Certainly there are good clinical reasons for this arrangement. But in no other industry would a customer let its suppliers order work from themselves at the customer’s expense.
GPs do sometimes have powers to interrupt the patient pathway using Prior Approval schemes. These can allow commissioners to withhold payment for work that was not approved in advance, either explicitly or by being part of an approved pathway. But Prior Approval schemes have to be agreed with the provider before they can be written into the contract, and a cash-strapped Trust may not welcome a potential loss of valuable excess bed day payments.
So should GPs be given power over the whole patient pathway from end to end, to interrupt consultant-led care, and pull patients out of acute hospitals for transfer to lower-cost providers?
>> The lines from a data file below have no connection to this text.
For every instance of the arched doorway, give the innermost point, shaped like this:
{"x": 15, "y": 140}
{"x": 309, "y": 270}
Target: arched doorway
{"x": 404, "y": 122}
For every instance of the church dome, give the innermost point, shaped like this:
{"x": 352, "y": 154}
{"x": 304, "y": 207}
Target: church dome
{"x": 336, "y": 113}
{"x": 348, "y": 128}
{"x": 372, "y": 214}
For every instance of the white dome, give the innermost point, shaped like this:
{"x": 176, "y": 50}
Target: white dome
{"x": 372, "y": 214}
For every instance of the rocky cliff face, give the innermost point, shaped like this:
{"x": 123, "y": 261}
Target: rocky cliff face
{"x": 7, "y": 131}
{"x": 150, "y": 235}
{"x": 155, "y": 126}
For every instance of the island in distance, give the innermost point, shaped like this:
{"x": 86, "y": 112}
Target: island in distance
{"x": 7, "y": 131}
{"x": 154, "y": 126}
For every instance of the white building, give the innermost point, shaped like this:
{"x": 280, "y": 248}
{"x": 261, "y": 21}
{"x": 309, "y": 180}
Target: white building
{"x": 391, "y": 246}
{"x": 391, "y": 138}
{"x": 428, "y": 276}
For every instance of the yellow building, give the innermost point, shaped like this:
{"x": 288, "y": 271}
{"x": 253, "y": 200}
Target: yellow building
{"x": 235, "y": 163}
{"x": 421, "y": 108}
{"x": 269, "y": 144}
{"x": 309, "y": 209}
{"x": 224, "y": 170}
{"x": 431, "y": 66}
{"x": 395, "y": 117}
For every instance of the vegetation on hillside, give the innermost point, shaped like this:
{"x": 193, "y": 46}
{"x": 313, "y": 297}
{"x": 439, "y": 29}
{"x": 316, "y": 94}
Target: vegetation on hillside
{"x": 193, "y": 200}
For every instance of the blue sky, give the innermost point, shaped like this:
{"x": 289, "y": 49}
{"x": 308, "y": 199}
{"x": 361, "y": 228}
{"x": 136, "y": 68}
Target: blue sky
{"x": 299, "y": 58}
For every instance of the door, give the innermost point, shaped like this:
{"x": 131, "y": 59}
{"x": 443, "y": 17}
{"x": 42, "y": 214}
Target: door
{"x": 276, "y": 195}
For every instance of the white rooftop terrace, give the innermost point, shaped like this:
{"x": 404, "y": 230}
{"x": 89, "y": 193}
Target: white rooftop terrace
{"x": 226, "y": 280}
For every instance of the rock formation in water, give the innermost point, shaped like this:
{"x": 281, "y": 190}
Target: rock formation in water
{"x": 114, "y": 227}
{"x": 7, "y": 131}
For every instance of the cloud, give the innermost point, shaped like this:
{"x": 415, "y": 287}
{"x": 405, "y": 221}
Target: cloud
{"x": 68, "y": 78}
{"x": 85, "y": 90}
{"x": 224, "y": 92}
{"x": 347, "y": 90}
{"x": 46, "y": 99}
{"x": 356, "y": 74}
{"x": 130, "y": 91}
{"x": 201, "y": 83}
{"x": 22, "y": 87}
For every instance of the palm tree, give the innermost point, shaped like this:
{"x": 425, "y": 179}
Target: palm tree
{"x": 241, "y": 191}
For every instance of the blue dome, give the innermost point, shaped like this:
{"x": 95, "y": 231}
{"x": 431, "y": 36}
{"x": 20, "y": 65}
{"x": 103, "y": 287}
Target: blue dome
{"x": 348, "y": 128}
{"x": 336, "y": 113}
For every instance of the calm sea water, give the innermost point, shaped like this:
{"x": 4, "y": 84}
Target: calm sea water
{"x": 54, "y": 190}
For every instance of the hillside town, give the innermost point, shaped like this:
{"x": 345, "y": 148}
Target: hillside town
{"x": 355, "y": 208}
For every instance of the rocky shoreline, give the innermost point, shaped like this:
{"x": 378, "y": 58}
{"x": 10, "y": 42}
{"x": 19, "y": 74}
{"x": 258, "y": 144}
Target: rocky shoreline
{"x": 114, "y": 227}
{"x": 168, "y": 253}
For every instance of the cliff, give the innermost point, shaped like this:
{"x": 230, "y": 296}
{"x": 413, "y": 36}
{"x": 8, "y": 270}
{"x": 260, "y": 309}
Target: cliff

Not so fast. Apart from the good clinical reasons mentioned above, it would generate great resistance and ill-will between GPs and consultants: the very people who most need to work co-operatively together if financial control is to be devolved successfully to the front line. So is this line of thinking all a dead end?
No, wait. We’re forgetting somebody. I don’t mean to be unhelpful, but what about the patient?*
The patient (or, if incapable, the patient’s representative) needs to give informed consent at every step along the pathway. Patients are not usually familiar with all the consultants available, their special interests, or the waiting times, infection risks, and other quality standards at each provider. So they need to be informed by healthcare professionals whose judgement they can trust. That certainly includes their consultant, if they are under a consultant’s care. But it surely also includes their GP, no matter whose care they are under?
Now an answer is starting to emerge. If GPs were more available to inform and advise patients at all stages of the patient pathway, even when they are lying in a hospital bed, then patients could manage their own pathways more effectively. Most would choose lower-intensity care closer to home if they could, which aligns well with the preferences of their GP when finances are also considered. It also neatly blunts the potential for a (hypothetical) unscrupulous GP to make money simply by delaying referral, as the patient would be unlikely to agree, and hospital consultants would be involved in the clinical governance process for reviewing the pathways they are using.
This means more work for GPs, and that would cost money of course. But who could be better placed to judge the merits of that trade-off, than the commissioning GPs themselves? Putting patients in control of their own pathways, with guidance at every step from their GPs, is an idea worth trying.
*(“What about the patient?” is a fun game to play in NHS management meetings. If the discussion starts veering off in a direction you don’t like, lean forward and very earnestly ask “what about the patient?”. It stops the discussion stone dead, everybody takes turns to make politically-correct statements about patients, and nobody will have the courage to get back on-topic. Warning: doesn’t work against practising clinicians.)